In [1]:
import pandas as pd
import numpy as np
from sklearn.model_selection import train_test_split
from sklearn import metrics
from sklearn.model_selection import cross_val_score
from sklearn.preprocessing import StandardScaler
from sklearn.pipeline import Pipeline
import joblib

In [2]:
X_test = pd.read_csv(r'../Training_And_Test/Amazon/X_test_DL_static.csv')
y_test = pd.read_csv(r'../Training_And_Test/Amazon/y_test_UL_static.csv')
X_train = pd.read_csv(r'../Training_And_Test/Amazon/X_train_UL_static.csv')
y_train = pd.read_csv(r'../Training_And_Test/Amazon/y_train_UL_static.csv')

### Linear Regression ###

In [3]:
from sklearn.linear_model import LinearRegression as LR
from sklearn.preprocessing import StandardScaler
from sklearn.pipeline import Pipeline

In [4]:
# Create a pipeline
pipeline = Pipeline([
    ('scaler', StandardScaler()),  # Data scaling step
    ('model', LR())  # Linear Regression model step
])


In [5]:
pipeline.fit(X_train, y_train)

In [6]:
linear_model = pipeline
joblib.dump(linear_model, r'../Models/Amazon/Static/Dowload/linear.pkl')

['../Models/Amazon/Static/Dowload/linear.pkl']

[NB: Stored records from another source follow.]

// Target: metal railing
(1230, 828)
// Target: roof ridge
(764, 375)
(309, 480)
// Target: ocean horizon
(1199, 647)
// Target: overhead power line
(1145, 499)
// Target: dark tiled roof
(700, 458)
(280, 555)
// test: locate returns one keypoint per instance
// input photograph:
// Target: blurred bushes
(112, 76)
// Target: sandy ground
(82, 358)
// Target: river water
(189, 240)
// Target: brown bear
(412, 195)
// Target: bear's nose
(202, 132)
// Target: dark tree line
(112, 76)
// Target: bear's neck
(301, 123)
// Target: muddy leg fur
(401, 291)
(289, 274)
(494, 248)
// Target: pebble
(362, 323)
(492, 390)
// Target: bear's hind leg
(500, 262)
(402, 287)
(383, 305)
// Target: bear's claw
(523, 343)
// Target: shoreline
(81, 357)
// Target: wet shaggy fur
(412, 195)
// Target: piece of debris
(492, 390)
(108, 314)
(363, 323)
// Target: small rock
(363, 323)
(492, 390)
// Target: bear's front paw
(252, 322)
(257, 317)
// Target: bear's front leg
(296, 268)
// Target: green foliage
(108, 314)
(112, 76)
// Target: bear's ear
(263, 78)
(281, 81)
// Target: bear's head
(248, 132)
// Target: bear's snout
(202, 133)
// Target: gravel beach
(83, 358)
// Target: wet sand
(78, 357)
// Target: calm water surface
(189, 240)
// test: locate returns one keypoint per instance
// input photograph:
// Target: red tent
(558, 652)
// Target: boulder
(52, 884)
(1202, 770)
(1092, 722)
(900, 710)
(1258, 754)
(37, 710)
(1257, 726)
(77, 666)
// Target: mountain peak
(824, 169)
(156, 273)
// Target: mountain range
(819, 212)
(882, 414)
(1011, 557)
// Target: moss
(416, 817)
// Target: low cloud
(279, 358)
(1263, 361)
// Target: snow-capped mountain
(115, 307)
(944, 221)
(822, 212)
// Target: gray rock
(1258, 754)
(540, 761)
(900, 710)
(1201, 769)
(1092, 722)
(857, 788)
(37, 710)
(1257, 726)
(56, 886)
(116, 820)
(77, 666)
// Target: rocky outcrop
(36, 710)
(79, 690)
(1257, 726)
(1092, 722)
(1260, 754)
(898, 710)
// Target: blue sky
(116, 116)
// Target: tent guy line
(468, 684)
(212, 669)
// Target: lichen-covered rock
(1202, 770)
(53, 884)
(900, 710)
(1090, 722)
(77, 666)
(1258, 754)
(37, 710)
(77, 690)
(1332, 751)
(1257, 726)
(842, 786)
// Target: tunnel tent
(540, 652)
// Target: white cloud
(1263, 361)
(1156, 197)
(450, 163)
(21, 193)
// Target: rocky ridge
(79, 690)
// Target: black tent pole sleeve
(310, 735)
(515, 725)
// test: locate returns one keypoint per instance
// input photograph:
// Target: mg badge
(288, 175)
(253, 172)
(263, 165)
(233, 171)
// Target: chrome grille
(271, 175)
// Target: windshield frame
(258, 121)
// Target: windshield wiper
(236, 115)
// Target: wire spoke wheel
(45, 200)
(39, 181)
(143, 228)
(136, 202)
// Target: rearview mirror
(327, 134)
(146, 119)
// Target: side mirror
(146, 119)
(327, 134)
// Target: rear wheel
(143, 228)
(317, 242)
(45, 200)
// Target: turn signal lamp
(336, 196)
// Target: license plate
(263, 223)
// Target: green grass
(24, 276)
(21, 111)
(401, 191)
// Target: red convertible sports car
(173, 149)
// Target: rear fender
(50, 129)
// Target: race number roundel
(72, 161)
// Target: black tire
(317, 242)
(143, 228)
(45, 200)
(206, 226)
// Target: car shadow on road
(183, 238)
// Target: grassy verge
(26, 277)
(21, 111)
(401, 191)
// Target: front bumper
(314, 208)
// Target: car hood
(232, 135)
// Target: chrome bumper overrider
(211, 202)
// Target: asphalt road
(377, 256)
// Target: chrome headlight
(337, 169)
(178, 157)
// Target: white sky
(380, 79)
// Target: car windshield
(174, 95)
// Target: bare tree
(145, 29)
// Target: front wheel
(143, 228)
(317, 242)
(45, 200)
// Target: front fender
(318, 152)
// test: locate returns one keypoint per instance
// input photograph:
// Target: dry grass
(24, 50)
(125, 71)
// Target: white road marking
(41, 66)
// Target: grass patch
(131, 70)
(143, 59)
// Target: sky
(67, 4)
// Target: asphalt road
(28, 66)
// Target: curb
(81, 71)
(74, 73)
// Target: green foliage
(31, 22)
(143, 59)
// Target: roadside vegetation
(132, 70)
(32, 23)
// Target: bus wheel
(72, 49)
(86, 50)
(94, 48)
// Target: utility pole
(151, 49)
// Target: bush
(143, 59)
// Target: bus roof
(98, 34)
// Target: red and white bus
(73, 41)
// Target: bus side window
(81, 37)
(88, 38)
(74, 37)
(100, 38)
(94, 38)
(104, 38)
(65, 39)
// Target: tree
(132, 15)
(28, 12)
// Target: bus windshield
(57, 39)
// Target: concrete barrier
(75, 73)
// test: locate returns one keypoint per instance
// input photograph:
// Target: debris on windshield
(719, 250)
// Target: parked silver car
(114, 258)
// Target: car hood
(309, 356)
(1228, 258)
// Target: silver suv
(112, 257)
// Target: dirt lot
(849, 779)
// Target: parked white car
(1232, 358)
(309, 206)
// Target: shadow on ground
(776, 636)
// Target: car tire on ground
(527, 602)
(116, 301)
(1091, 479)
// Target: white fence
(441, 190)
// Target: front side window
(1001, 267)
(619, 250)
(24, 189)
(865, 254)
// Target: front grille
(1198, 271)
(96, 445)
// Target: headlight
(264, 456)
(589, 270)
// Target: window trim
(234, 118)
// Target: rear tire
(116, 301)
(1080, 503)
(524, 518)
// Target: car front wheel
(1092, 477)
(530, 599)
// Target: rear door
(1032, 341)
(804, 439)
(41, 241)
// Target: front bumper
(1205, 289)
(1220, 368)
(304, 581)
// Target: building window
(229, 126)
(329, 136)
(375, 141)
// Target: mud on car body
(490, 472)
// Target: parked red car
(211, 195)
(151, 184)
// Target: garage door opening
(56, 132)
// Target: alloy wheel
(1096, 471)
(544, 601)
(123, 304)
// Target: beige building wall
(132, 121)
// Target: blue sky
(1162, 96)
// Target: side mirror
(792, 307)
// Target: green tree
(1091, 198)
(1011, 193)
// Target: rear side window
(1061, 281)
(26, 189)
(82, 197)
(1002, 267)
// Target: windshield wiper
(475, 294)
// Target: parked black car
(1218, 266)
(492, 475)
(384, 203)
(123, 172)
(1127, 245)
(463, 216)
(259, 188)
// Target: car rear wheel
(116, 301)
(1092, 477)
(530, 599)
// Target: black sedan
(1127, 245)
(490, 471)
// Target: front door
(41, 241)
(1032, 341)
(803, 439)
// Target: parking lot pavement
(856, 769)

### Random Forest Regressor  ###

In [22]:

from sklearn.ensemble import RandomForestRegressor
from sklearn.model_selection import RandomizedSearchCV
from scipy.stats import randint

#### Randomized Search ####

In [23]:
rf_reg = RandomForestRegressor()


param_dist = {
    'n_estimators': randint(100, 2000)  
}

random_search = RandomizedSearchCV(
    estimator=rf_reg,
    param_distributions=param_dist,
    n_iter=12,
    cv=2,
    scoring='neg_mean_squared_error',
    verbose=2,
    n_jobs= 5
)

pipeline = Pipeline([
    ('scaler', StandardScaler()),  
    ('random_search', random_search),
])

pipeline.fit(X_train, y_train)



Fitting 2 folds for each of 12 candidates, totalling 24 fits


[CV] END ...................................n_estimators=397; total time=  13.7s
[CV] END ...................................n_estimators=397; total time=  13.7s
[CV] END ...................................n_estimators=779; total time=  26.8s
[CV] END ...................................n_estimators=779; total time=  26.9s
[CV] END ..................................n_estimators=1664; total time=  57.4s
[CV] END ..................................n_estimators=1664; total time=  57.5s
[CV] END ..................................n_estimators=1419; total time=  49.1s
[CV] END ...................................n_estimators=770; total time=  26.9s
[CV] END ..................................n_estimators=1419; total time=  49.0s
[CV] END ...................................n_estimators=767; total time=  26.9s
[CV] END ...................................n_estimators=770; total time=  27.3s
[CV] END ...................................n_estimators=767; total time=  27.4s
[CV] END ...................

In [24]:
print("Best Parameters:", pipeline.named_steps['random_search'].best_params_)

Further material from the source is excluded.